Tuesday Apr 08, 2008
My colleague Christine asked me some questions about my holey files posts. These are really good questions, and I'm just a little surprised that more people didn't ask them... hey, that is what the comments section is for! So, I thought I would reply publically, helping to stimulation some conversations.
Q1. How could you have a degraded pool and data corruption w/o a repair?
I assume this pool must be raidz or mirror.
A1. No, this was a simple pool, not protected at the pool level. I used the ZFS copies parameter to set the number of redundant data copies to 2. For more information on how copies works, see my post with pictures.
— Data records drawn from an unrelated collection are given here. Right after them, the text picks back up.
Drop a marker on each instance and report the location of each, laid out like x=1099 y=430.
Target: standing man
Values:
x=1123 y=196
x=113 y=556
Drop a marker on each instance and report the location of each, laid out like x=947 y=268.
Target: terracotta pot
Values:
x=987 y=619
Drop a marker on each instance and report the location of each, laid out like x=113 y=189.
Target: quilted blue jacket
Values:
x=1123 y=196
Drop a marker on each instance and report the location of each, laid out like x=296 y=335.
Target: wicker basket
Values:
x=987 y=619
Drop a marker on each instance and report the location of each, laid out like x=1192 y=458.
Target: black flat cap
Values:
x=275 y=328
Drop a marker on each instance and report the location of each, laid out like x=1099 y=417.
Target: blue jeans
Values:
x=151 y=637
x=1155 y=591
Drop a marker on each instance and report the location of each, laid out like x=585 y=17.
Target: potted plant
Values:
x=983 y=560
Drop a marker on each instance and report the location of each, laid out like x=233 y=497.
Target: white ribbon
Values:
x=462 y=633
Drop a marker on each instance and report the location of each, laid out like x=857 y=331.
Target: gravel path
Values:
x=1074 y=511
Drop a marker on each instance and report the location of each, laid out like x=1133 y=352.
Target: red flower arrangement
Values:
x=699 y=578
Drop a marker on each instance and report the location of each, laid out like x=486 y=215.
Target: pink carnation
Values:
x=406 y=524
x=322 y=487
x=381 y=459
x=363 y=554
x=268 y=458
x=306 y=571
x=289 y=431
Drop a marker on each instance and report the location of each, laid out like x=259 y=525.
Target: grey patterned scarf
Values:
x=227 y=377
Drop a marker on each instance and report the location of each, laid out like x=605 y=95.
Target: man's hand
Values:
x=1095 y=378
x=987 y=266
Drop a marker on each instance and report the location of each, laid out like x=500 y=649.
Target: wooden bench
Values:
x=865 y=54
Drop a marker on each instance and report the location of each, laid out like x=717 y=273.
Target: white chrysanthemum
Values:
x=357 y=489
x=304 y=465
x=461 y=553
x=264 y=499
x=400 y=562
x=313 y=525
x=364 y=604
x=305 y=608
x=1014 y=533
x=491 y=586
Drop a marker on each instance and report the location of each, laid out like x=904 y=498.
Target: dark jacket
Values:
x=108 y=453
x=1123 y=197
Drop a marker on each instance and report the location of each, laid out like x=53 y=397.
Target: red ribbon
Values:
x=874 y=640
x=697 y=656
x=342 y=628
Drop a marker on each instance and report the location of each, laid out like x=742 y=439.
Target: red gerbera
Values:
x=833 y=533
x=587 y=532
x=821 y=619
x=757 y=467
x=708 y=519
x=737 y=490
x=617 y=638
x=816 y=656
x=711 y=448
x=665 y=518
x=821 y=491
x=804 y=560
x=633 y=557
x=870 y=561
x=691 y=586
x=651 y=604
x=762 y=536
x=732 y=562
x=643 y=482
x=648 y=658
There is another, hidden question here. How did I install Indiana such that it uses copies=2? By opening a shell and becoming root prior to beginning the install, I was able to set the copies=2 property just after the storage pool was created. By default, it gets inherited by any subsequent file system creation. Simple as that. OK, so it isn't that simple. I've also experimented with better ways to intercept the zpool create, but am not really happy with my hacks thus far. A better solution is for the installer to pick up a set of properties, but it doesn't, at least for now.
Q2. Can a striped pool be in a degraded state? Wouldn't a device
faulting in that pool renders it unusable and therefore faulted?
A2. Yes, a striped storage pool can be in a degraded state. To understand this, you need to know the definitions of DEGRADED and FAULTED. Fortunately, they are right there in the zpool manual page.
-
DEGRADED
-
One or more top-level vdevs is in the degraded state because one or
more component devices are offline. Sufficient replicas exist to
continue functioning.
...
-
FAULTED
-
One or more top-level vdevs is in the faulted state because one or
more component devices are offline. Insufficient replicas exist to
continue functioning.
...
By default, there are multiple replicas, so for a striped volume it is possible to be in a DEGRADED state. However, I expect that the more common case will be a FAULTED state. In other words, I do tend to recommend a more redundant storage pool: mirror, raidz, raidz2.
Q3. What does filling the corrupted part with zero do for me? It doesn't
fix it, those bits weren't zero to begin with.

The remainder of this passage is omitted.